Ravel: La Valse
Ravel: Piano Concerto in G major
Stravinsky: The Rite of Spring
Martha Argerich (piano)
Zubin Mehta (conductor)
Martha Argerich notwithstanding, this was, I am afraid, a disappointing concert: in the vein of Zubin Mehta’s Berlin Philharmonic Bruckner Eighth in the autumn, only more so. Perhaps that was because what can to a certain extent pass muster in Bruckner, at best letting the music flow without interference, leads to scrappiness and other lack of necessary control in Ravel.
At any rate, near collapse at two moments in the first movement of the G major Piano Concerto can hardly be accounted a positive; likewise bizarre orchestral balances, seemingly resulting less from an eccentric hearing of Ravel than from an inability to hear him at all. It was difficult to escape the view that the concerto and especially this movement would have been better off without a conductor. Once the fabled tigress of the keyboard took the lead, there was much to enjoy in terms of pellucidity, drive, and clarity, not least of the rhythmic variety. Her opening solo in the slow movement was everything one could wish for: line, voicing, nobility, a refusal to mistake sentiment for sentimentality. Beating time, Mehta did a reasonable job for the most part, despite a couple of audibly difficult corners to turn. The Staatskapelle Berlin’s woodwind nevertheless sounded gorgeous. Argerich’s pianism proved in equal measure muscular and variegated, spot on throughout the finale. When she was not playing and occasionally even when she was, Mehta’s tendency was to let the orchestra fall behind.
La Valse, preceding the concerto, had perhaps fared better, so long as one were not looking for revelation. Growling double basses – eight of them – at the opening augured well, but soon the performance had fallen strangely rigid. When Mehta intervened a little more, it helped; that is, until he drove the score too hard. Again there were wonderful woodwind solos, often allied to string playing of sheen and depth: recognisably this great orchestra. Overall form, however, remained elusive in a performance that seemed simply to move from phrase to phrase, sometimes even bar to bar. The sign-off was, by any accounts, bizarrely plodding.

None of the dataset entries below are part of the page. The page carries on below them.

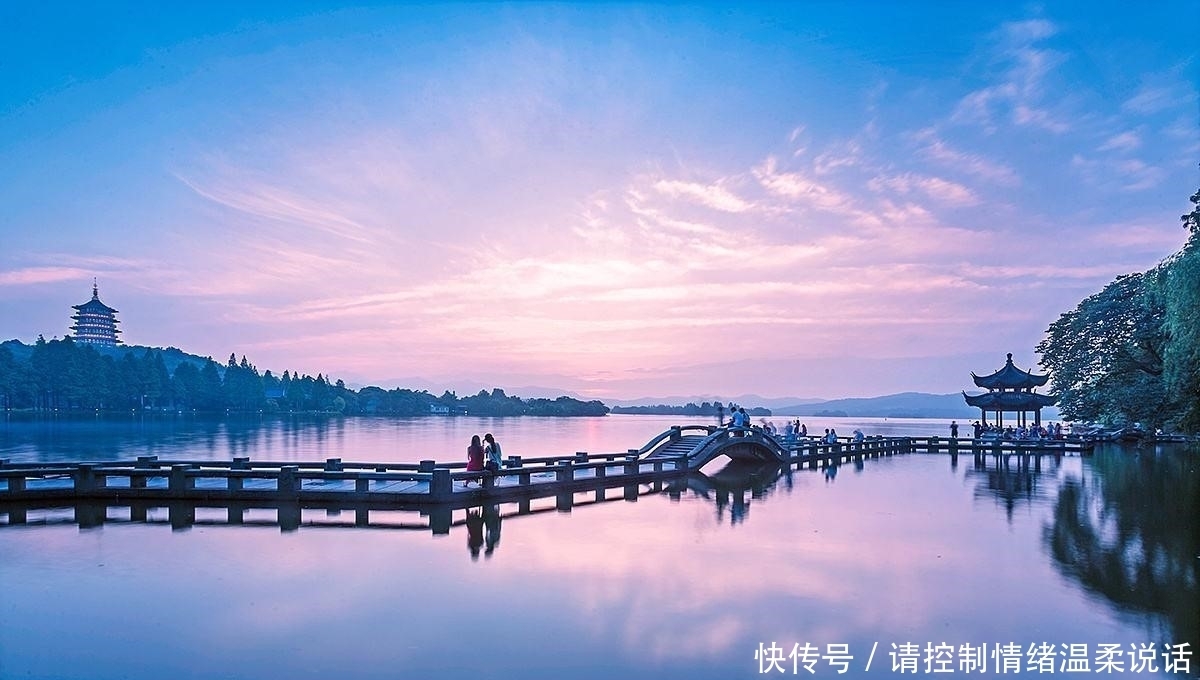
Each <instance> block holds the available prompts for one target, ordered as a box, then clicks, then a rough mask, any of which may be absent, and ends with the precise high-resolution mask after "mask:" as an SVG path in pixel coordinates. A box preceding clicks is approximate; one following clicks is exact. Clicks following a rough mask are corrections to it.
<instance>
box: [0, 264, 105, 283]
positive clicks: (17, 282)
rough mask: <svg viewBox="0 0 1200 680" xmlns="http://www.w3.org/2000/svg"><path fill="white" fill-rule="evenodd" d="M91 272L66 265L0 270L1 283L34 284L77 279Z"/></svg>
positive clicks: (45, 266)
mask: <svg viewBox="0 0 1200 680" xmlns="http://www.w3.org/2000/svg"><path fill="white" fill-rule="evenodd" d="M90 277H91V272H90V271H86V270H83V269H76V267H66V266H28V267H20V269H13V270H8V271H0V285H34V284H38V283H55V282H59V281H77V279H82V278H90Z"/></svg>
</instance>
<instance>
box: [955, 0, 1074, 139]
mask: <svg viewBox="0 0 1200 680" xmlns="http://www.w3.org/2000/svg"><path fill="white" fill-rule="evenodd" d="M1057 32H1058V29H1057V26H1056V25H1055V24H1054V23H1052V22H1049V20H1046V19H1028V20H1024V22H1012V23H1007V24H1004V25H1003V26H1001V29H1000V30H998V31H997V32H996V34H995V35H994V37H992V43H994V46H992V54H991V59H992V61H994V62H995V64H997V65H998V66H1000V67H1001V72H1000V76H998V79H997V82H996V83H995V84H992V85H988V86H985V88H980V89H978V90H974V91H972V92H968V94H967V95H965V96H964V97H962V98H961V100H960V101H959V103H958V104H956V106H955V108H954V113H953V114H952V115H950V120H952V121H953V122H959V124H976V125H979V126H982V128H983V130H984V131H985V132H988V133H989V134H991V133H995V132H997V131H998V130H1000V126H1001V125H1003V124H1006V122H1007V124H1012V125H1016V126H1024V127H1039V128H1042V130H1046V131H1049V132H1052V133H1056V134H1062V133H1064V132H1068V131H1069V130H1070V128H1072V127H1070V125H1069V124H1068V122H1066V121H1064V120H1062V119H1061V118H1060V116H1058V115H1056V114H1055V113H1052V112H1051V109H1050V108H1048V106H1046V104H1045V102H1044V101H1043V95H1044V94H1045V91H1046V79H1048V77H1049V76H1050V73H1051V72H1052V71H1054V70H1055V68H1056V67H1057V66H1058V65H1061V64H1062V62H1063V61H1064V60H1066V59H1067V55H1066V54H1064V53H1061V52H1057V50H1054V49H1049V48H1044V47H1039V43H1042V42H1044V41H1046V40H1048V38H1050V37H1052V36H1055V35H1056V34H1057Z"/></svg>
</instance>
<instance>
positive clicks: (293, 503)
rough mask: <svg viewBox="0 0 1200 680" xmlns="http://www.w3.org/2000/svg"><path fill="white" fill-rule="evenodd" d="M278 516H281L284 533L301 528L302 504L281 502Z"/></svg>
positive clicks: (276, 516) (297, 503)
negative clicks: (279, 509) (300, 521)
mask: <svg viewBox="0 0 1200 680" xmlns="http://www.w3.org/2000/svg"><path fill="white" fill-rule="evenodd" d="M276 517H278V518H280V531H283V532H284V534H289V532H292V531H295V530H296V529H299V528H300V504H299V503H284V504H281V505H280V510H278V512H277V513H276Z"/></svg>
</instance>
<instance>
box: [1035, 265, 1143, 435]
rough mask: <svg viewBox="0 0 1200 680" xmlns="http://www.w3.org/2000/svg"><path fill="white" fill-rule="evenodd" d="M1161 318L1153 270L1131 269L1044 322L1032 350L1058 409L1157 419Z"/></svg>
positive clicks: (1138, 419)
mask: <svg viewBox="0 0 1200 680" xmlns="http://www.w3.org/2000/svg"><path fill="white" fill-rule="evenodd" d="M1163 318H1164V309H1163V306H1162V302H1160V300H1158V296H1157V295H1156V294H1154V289H1153V277H1152V276H1151V275H1142V273H1133V275H1127V276H1122V277H1118V278H1117V279H1116V281H1114V282H1112V283H1110V284H1108V285H1106V287H1104V290H1102V291H1099V293H1097V294H1096V295H1092V296H1090V297H1087V299H1086V300H1084V301H1082V302H1080V303H1079V306H1078V307H1075V309H1073V311H1070V312H1067V313H1066V314H1063V315H1061V317H1060V318H1058V320H1057V321H1055V323H1054V324H1051V325H1050V327H1049V329H1046V337H1045V339H1043V341H1042V342H1040V343H1039V344H1038V347H1037V350H1038V351H1039V353H1040V354H1042V365H1043V366H1044V367H1046V368H1048V369H1049V371H1050V377H1051V390H1052V391H1054V392H1056V393H1057V396H1058V408H1060V409H1061V410H1062V414H1063V416H1066V417H1068V419H1070V420H1098V421H1103V422H1108V423H1126V422H1144V423H1147V425H1151V426H1154V427H1157V426H1159V425H1162V422H1163V417H1164V416H1165V408H1164V407H1165V402H1166V398H1165V390H1164V386H1163V356H1162V355H1163V341H1164V335H1163V332H1162V326H1163Z"/></svg>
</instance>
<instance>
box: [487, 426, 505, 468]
mask: <svg viewBox="0 0 1200 680" xmlns="http://www.w3.org/2000/svg"><path fill="white" fill-rule="evenodd" d="M484 453H485V455H486V456H487V459H486V461H485V462H484V467H485V468H487V469H488V470H491V471H492V474H496V473H499V471H500V468H502V467H503V465H504V458H503V457H502V456H500V444H499V443H498V441H496V438H494V437H492V433H491V432H488V433H487V434H485V435H484Z"/></svg>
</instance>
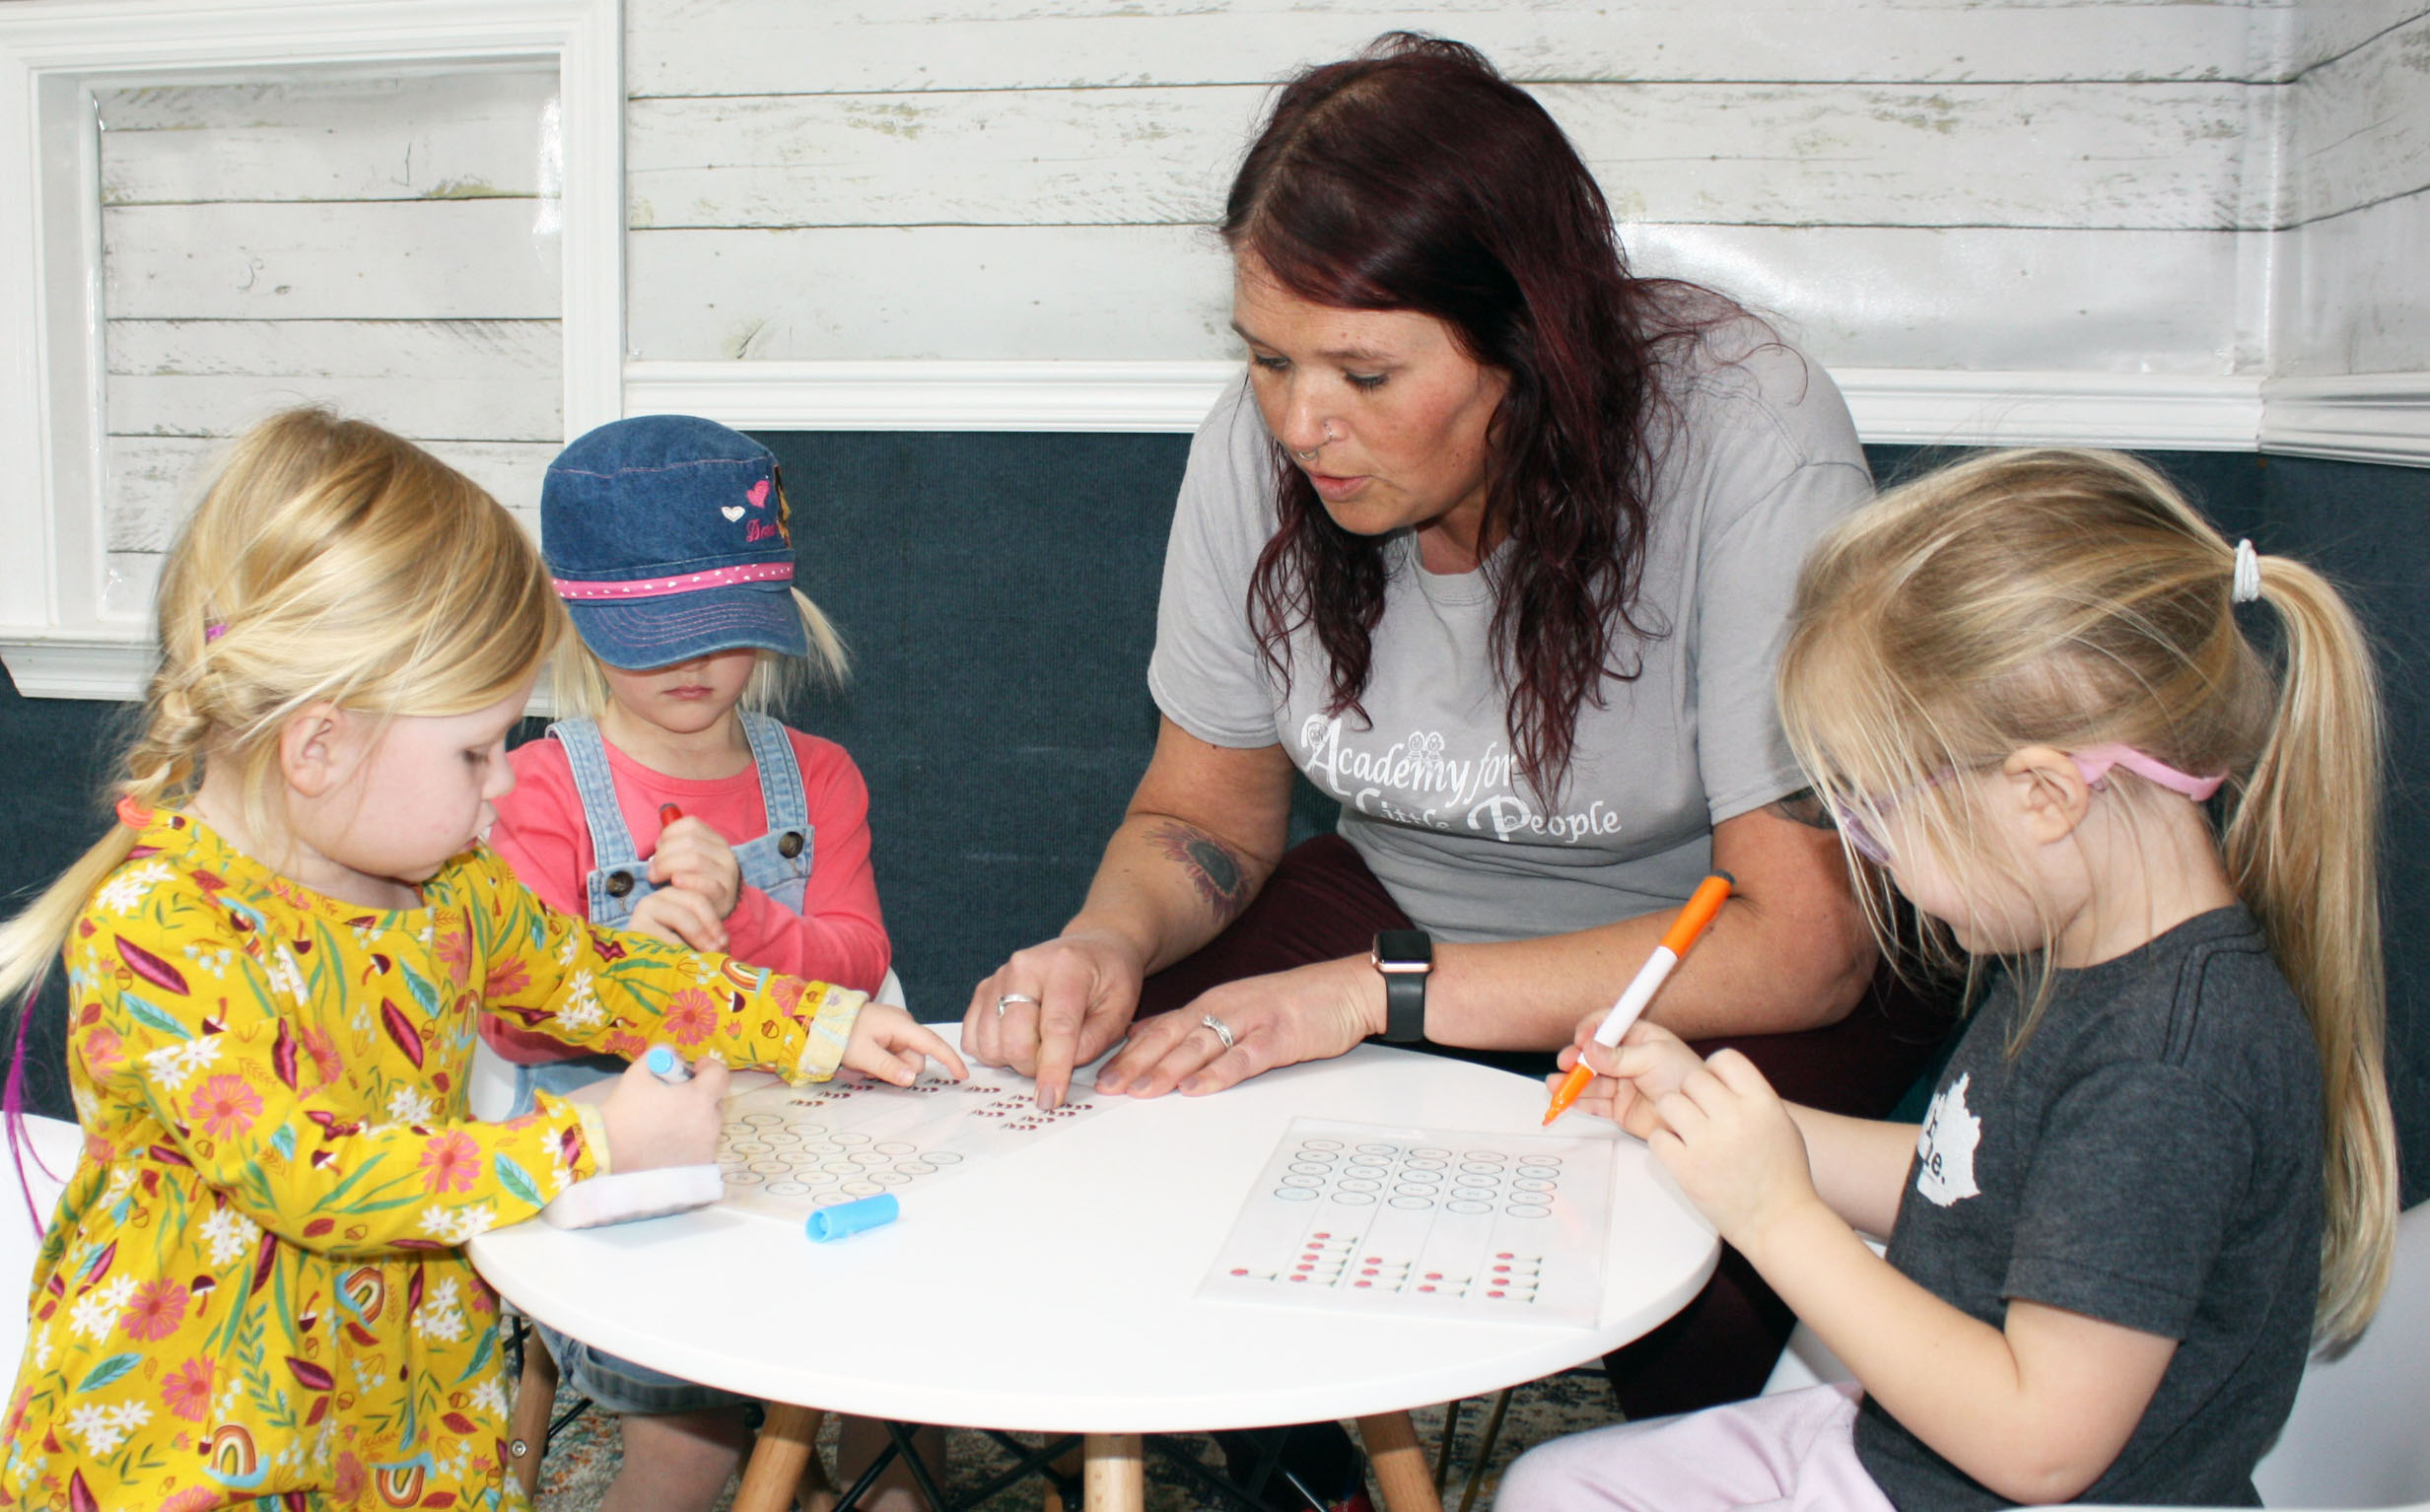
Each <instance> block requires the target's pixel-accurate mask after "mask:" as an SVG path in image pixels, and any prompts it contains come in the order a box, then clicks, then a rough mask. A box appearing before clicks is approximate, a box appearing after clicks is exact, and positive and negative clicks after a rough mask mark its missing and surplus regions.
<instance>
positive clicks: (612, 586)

To my surprise, The Rite of Spring probably came off best, albeit in strictly relative terms. So long as one were not expecting Pierre Boulez or Esa-Pekka Salonen, there would have been enough to make sense of the piece. Its opening in particular verily teemed with signs of rebirth, capturing fascinating instrumental combinations and balances and relationships between freedom and metrical precision prophetic for later-twentieth-century modernism. For most of the first part, there was nothing eccentric about Mehta’s tempi, nor did he lose momentum. Indeed, tension increased, notwithstanding a few strange decisions concerning balance. Stravinsky’s rite became more involving, seemingly of its own ‘volition’ or at least material: that is surely the trick here, at least to mainstream Rite interpretation. There was something properly horrifying to the apparent automation of the Procession of the Sage, although its immediate aftermath fell oddly flat. The final dance of the first part, however, perked up. Alas, the second part was somehow rather on the dull side. There was nothing really to complain about, save for an overtly sectional approach. It was neither involving nor intriguingly ‘objective’, just ultimately rather nondescript and lacking in cumulative power. I have never felt less thrilled at the close.